Irradiance assessment (in µW/cm²) for eight LEDs (a–h) evaluated at distances of 10 cm (purple) and 15 cm (orange), with PWM increments from 10 to 100 %.

Other LEDs, such as LED 4 (Figure 3d) and LED 5 (Figure 3e), showed competitive performance. LED 4 delivered 401 μW/cm² at 10 cm and 190 μW/cm² at 15 cm, while LED 5 reached 375 μW/cm² at 10 cm and 144 μW/cm² at 15 cm. These results highlight their ability to provide substantial irradiance, though their efficiency decreased more significantly at longer distances. LED 6 (Figure 3f), LED 7 (Figure 3g), and LED 8 exhibited lower overall irradiance values, with LED 8 (Figure 3h) showing the lowest peak irradiance at both 10 and 15 cm, with 279 μW/cm² and 168 μW/cm², respectively. The results demonstrate that as PWM increases, all LEDs exhibit proportional growth in irradiance. However, the rate of increase and the maximum achievable irradiance varied significantly between LEDs. LEDs such as LED 1, LED 2, and LED 3 emerged as superior options, delivering high irradiance values consistently at both measured distances. These findings underscore the importance of selecting specific LEDs based on application needs, particularly for scenarios requiring consistent light output over varying distances.

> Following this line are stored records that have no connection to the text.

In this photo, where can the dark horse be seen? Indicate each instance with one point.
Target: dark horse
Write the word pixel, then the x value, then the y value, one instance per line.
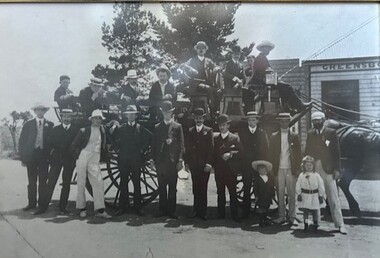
pixel 360 156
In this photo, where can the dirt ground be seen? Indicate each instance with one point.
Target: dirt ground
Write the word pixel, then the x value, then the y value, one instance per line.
pixel 55 235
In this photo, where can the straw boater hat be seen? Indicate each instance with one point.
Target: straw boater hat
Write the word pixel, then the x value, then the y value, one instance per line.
pixel 131 109
pixel 39 105
pixel 265 43
pixel 201 43
pixel 167 106
pixel 131 74
pixel 96 113
pixel 257 163
pixel 199 112
pixel 163 68
pixel 96 82
pixel 317 115
pixel 223 118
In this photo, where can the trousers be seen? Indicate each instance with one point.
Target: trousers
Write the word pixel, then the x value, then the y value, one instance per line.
pixel 88 166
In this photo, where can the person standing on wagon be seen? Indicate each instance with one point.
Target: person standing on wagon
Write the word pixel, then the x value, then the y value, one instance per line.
pixel 323 145
pixel 132 141
pixel 34 153
pixel 167 157
pixel 91 146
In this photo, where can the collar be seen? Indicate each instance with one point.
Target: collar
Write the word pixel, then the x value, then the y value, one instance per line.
pixel 252 129
pixel 224 135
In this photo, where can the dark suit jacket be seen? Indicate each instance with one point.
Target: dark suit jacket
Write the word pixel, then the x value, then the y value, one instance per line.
pixel 82 138
pixel 161 151
pixel 231 143
pixel 324 147
pixel 199 148
pixel 89 105
pixel 131 145
pixel 156 94
pixel 255 146
pixel 60 141
pixel 295 152
pixel 28 139
pixel 231 71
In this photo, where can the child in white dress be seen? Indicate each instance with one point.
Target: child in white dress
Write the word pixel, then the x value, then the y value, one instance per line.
pixel 310 192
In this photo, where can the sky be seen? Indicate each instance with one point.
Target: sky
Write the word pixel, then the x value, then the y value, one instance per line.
pixel 40 42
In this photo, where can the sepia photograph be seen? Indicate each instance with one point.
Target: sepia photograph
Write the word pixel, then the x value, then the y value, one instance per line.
pixel 189 129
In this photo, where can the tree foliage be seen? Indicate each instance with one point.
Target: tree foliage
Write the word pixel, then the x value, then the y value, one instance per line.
pixel 189 23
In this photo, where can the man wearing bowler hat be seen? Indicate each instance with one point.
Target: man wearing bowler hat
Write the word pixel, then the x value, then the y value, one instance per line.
pixel 323 145
pixel 286 157
pixel 167 157
pixel 255 147
pixel 199 146
pixel 34 153
pixel 132 141
pixel 226 155
pixel 61 156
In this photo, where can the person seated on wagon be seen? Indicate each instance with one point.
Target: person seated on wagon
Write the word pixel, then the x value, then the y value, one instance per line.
pixel 92 97
pixel 63 95
pixel 286 91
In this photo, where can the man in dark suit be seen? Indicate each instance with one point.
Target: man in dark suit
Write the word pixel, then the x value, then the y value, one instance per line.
pixel 285 155
pixel 167 158
pixel 132 141
pixel 323 145
pixel 60 139
pixel 199 147
pixel 255 147
pixel 34 151
pixel 226 153
pixel 91 97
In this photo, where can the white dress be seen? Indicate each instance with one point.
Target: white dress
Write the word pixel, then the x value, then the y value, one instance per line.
pixel 310 186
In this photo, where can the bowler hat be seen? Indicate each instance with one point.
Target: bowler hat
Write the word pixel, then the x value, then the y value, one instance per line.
pixel 257 163
pixel 199 112
pixel 223 118
pixel 167 106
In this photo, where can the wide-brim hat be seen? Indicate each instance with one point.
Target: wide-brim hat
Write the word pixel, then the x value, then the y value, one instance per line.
pixel 199 112
pixel 167 106
pixel 284 116
pixel 265 43
pixel 257 163
pixel 96 113
pixel 163 68
pixel 131 74
pixel 318 115
pixel 131 109
pixel 96 82
pixel 39 105
pixel 223 118
pixel 201 43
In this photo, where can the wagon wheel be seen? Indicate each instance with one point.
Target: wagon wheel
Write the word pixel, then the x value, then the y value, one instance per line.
pixel 111 179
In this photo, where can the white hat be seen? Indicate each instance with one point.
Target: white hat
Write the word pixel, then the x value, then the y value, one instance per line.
pixel 317 115
pixel 97 113
pixel 265 43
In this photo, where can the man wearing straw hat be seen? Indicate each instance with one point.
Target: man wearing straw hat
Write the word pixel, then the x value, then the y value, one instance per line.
pixel 255 147
pixel 34 153
pixel 132 141
pixel 199 147
pixel 226 153
pixel 167 157
pixel 61 156
pixel 91 146
pixel 323 145
pixel 285 155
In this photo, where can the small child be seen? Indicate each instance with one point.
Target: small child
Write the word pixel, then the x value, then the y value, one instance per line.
pixel 263 190
pixel 310 192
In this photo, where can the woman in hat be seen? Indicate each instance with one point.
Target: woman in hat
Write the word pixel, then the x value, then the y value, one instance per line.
pixel 310 192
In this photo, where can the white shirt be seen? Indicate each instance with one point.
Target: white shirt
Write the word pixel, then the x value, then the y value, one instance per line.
pixel 199 128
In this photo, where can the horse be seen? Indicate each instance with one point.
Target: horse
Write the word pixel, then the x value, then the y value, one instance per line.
pixel 360 156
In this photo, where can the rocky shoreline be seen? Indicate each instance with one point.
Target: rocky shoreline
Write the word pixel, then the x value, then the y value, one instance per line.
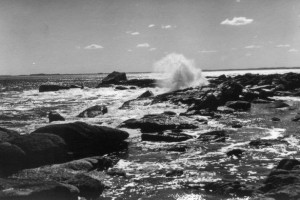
pixel 236 139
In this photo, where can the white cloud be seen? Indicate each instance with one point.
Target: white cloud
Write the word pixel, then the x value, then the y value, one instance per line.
pixel 253 47
pixel 208 51
pixel 293 50
pixel 94 46
pixel 143 45
pixel 237 21
pixel 166 26
pixel 283 45
pixel 135 33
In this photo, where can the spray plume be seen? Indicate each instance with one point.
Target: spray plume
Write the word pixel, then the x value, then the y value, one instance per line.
pixel 181 72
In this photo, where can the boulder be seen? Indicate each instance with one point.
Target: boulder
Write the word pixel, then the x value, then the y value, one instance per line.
pixel 83 139
pixel 89 187
pixel 41 149
pixel 213 136
pixel 235 152
pixel 278 104
pixel 258 143
pixel 146 94
pixel 159 122
pixel 296 118
pixel 49 88
pixel 238 105
pixel 113 78
pixel 93 111
pixel 165 137
pixel 6 134
pixel 121 88
pixel 55 116
pixel 229 188
pixel 26 189
pixel 12 158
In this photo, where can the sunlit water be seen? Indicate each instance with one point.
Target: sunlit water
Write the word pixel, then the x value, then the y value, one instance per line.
pixel 24 109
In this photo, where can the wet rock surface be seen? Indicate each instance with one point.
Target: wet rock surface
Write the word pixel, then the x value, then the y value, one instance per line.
pixel 93 111
pixel 227 143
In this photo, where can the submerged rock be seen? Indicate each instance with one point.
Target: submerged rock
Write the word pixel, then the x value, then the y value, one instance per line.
pixel 113 78
pixel 165 137
pixel 49 88
pixel 121 88
pixel 93 111
pixel 213 136
pixel 25 189
pixel 83 139
pixel 7 134
pixel 55 116
pixel 238 105
pixel 146 94
pixel 159 122
pixel 229 188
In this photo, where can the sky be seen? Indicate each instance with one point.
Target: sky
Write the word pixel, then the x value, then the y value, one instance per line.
pixel 94 36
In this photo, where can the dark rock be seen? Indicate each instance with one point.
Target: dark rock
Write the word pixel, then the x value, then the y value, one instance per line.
pixel 174 172
pixel 121 88
pixel 213 136
pixel 169 113
pixel 88 164
pixel 113 78
pixel 288 164
pixel 49 88
pixel 165 137
pixel 178 149
pixel 93 111
pixel 116 172
pixel 266 142
pixel 261 101
pixel 275 119
pixel 146 94
pixel 159 122
pixel 237 125
pixel 89 187
pixel 235 152
pixel 229 188
pixel 77 86
pixel 12 158
pixel 20 189
pixel 140 83
pixel 41 149
pixel 238 105
pixel 225 110
pixel 296 118
pixel 55 116
pixel 86 140
pixel 278 104
pixel 7 135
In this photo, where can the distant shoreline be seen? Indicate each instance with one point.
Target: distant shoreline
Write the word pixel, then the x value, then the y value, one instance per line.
pixel 204 70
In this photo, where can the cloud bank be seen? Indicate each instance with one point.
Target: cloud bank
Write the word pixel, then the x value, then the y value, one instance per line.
pixel 143 45
pixel 237 21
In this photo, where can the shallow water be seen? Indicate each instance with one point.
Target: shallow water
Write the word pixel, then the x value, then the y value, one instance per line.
pixel 24 109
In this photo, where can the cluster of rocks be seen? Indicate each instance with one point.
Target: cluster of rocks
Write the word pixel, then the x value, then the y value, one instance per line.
pixel 58 143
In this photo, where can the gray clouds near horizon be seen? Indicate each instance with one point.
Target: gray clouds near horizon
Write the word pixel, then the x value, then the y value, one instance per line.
pixel 91 36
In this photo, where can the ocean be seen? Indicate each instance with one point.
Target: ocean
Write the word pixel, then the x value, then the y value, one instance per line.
pixel 24 108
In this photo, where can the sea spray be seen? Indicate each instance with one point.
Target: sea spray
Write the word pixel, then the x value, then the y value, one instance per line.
pixel 180 71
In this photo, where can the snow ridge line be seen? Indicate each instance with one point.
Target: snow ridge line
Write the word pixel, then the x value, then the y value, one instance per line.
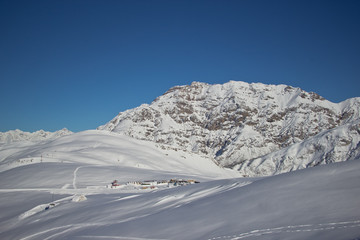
pixel 75 176
pixel 293 229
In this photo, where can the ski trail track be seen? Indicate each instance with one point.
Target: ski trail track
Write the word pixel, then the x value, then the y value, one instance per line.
pixel 292 229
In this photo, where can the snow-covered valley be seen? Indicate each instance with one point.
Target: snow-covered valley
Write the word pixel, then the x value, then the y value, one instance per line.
pixel 62 194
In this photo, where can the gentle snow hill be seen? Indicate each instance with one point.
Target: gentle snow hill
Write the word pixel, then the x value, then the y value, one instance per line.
pixel 235 122
pixel 18 135
pixel 319 203
pixel 102 148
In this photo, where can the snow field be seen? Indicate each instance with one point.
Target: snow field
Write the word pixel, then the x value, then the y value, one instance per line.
pixel 316 203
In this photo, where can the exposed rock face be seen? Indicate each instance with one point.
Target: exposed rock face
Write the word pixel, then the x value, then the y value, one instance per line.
pixel 236 122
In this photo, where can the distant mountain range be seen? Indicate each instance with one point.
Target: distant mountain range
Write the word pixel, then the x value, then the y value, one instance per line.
pixel 255 128
pixel 18 135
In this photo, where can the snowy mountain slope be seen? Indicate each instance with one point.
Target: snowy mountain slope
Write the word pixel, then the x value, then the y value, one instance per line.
pixel 334 145
pixel 234 122
pixel 18 135
pixel 317 203
pixel 103 148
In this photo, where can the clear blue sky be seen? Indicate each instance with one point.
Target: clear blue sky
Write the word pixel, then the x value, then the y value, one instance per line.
pixel 77 63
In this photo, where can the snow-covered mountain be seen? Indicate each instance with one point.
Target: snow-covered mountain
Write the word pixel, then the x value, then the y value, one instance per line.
pixel 18 135
pixel 58 188
pixel 238 124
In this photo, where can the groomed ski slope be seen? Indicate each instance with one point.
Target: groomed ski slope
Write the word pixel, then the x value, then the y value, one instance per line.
pixel 95 147
pixel 316 203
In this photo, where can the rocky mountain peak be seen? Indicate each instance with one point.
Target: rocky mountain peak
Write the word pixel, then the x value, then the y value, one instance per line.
pixel 233 122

Among the eight LEDs, the 4 W 6565 SMD beaded LED, equipped with a quad-lens, produced the highest intensity compared to the others (Figure 3). To determine the optimal output for effective disinfection, different LED arrangements were tested. In finalized setup, four LEDs were positioned at each corner, tilted at a 60-degree angle, while the remaining four were placed in the center, all directed toward the central plate where the specimen was positioned. The electrical properties of such LEDs comprised a forward voltage (V_F) of 6.8 V (V), radiant flux of 120 mW, an average forward current (I_F) of 300 mA, a peak wavelength of 275 nm, and a viewing angle of thirty-degree. Furthermore, emission spectroscopy study was also performed using a spectrometer (HR4000-Vis-NIR, Ocean Optics, Inc, USA) to precisely identify the actual wavelength of these sources. Furthermore, during the treatment, all LEDs were powered through a motor driver, with varying current sources operating at 60 , 80, and 100 % efficiency levels.

In-vitro tests and validation

Bacterial culture

The criteria involved in choosing bacteria for the assessment were biosafety, prevalence and pathogenic nature. Therefore, for this study, Gram-positive and Gram-negative S. aureus having ATCC 15442 and E. coli ATCC 11229 were targetted to examine the system’s efficiency. Moreover, in the context of disinfection, these bacteria are known to cause Healthcare Associated Infections (HAIs) and are frequently found associated with Nosocomial Infections (NIs). Additionally, to develop a consistent and controlled settings for the study, these bacteria with dual nature offered more precise evaluation of the efficacy of the system.

For culturing of bacteria, level-2 biosafety cabinet (1300s A2, Thermofisher Scientific, USA) was employed to maintain the sterile environment. Next, with the help of wire-loop, streaking was performed on fresh agar followed with incubation using labortatory graded incubator (PSI-50D, Tech Lab Protech, Malaysia) at 37 °C for 18 h to facilitate the growth of bacteria. These standarized suspension was then carefully swabbed over fresh agar for further experiments. The petri dishes containing bacterial suspension was then annoted and marked with different experimental specifications and later sealed to avoid any unnecessary cross-contamination. Following this, the samples were subjected to UV radiation based on the parameters mentioned earlier.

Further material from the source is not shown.